Around 85% of all mail received by small and medium-sized companies is either unsolicited commercial email or outright spam, according to a study carried out by AXS Guard, a Mechelen-based internet security organisation, at a cost to the government of around €500 million. Unsolicited commercial email is considered slightly less bothersome, since it does have what appears to be a genuine business purpose, albeit photo prints from China. Spam, on the other hand, ranges from personal contacts from total strangers to even more personal contacts from total strangers looking for marriage or something of the sort.
In a test of 500 small and medium-sized Belgian companies, AXS reports in De Tijd, a total of 33 million mails were screened, with the majority being sent with bad intent. Not only did the sender seek financial gain, the aim was also destructive: for example crippling the victim’s system by use of malware or ransomware, where the victim is forced to transfer a sum of money to have his own computer unlocked.

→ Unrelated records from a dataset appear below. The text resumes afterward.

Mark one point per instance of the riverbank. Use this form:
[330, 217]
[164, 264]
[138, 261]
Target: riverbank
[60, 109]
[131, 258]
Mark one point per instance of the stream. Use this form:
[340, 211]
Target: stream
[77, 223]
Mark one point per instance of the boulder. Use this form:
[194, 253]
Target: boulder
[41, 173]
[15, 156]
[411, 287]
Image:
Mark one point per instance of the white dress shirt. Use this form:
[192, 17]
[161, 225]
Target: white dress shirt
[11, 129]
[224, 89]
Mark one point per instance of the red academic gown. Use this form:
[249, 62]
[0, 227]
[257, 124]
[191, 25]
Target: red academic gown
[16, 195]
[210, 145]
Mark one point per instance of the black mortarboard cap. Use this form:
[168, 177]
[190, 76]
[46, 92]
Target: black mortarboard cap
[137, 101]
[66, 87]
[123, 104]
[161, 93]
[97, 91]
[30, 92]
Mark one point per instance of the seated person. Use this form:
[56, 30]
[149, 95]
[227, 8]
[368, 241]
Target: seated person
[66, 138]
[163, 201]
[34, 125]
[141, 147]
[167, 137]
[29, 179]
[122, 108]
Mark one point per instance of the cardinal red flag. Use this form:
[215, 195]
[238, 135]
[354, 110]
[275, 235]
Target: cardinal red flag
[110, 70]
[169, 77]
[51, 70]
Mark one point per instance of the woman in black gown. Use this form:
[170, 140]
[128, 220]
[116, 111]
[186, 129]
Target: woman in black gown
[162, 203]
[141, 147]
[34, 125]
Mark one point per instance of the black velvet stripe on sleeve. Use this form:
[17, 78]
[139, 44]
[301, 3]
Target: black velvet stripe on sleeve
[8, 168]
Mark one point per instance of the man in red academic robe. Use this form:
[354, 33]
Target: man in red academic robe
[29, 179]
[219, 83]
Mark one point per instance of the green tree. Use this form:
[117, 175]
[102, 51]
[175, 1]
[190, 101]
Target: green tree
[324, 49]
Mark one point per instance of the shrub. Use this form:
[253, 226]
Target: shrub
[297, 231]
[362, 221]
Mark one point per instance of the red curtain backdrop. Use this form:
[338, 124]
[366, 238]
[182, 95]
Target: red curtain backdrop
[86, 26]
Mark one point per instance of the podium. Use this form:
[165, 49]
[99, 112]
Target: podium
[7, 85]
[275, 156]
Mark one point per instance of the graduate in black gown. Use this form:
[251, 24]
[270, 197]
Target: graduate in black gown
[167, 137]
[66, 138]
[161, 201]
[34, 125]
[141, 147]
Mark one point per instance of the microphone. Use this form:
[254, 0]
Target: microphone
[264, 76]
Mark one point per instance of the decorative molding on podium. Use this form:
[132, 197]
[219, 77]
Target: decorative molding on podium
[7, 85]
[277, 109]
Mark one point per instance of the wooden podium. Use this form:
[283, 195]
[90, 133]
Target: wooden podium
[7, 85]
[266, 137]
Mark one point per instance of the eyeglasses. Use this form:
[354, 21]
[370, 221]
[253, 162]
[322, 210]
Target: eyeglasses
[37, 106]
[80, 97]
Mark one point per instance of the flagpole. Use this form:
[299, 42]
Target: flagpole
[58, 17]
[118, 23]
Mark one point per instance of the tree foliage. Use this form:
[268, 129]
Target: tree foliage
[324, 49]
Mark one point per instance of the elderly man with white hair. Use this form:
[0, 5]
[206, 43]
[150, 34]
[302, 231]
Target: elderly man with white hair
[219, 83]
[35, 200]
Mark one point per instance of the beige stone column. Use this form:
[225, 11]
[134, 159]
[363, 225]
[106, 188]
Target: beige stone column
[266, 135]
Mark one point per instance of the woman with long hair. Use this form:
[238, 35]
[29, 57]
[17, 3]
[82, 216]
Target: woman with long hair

One company chosen as representative of the sample, employing 67 people, received in a month a total of 68,000 emails which were either unsolicited or outright malicious. Most email systems have their own spam filters and experts advise using them to the full. For businesses, given the time it even takes to read the titles of more than 1,000 useless emails a day before deleting, stronger measures are advised.
Deleting is, however, necessary, AXS said. A system like Gmail can consign a suspected spam email to the Bin for 30 days, to allow you to check if it may in fact be genuine. If not, however, it can be infecting your computer during the time which remains. Regular checking is the rule, as well as marking every spam email as such (systems differ) so that everything coming from that domain with similar language can be binned immediately.
And if Grandma tends to send emails in ALL-CAPS with titles like GUESS WHAT I JUST FOUND OUT, a quiet word in her ear will usually be enough of a security measure. In most cases.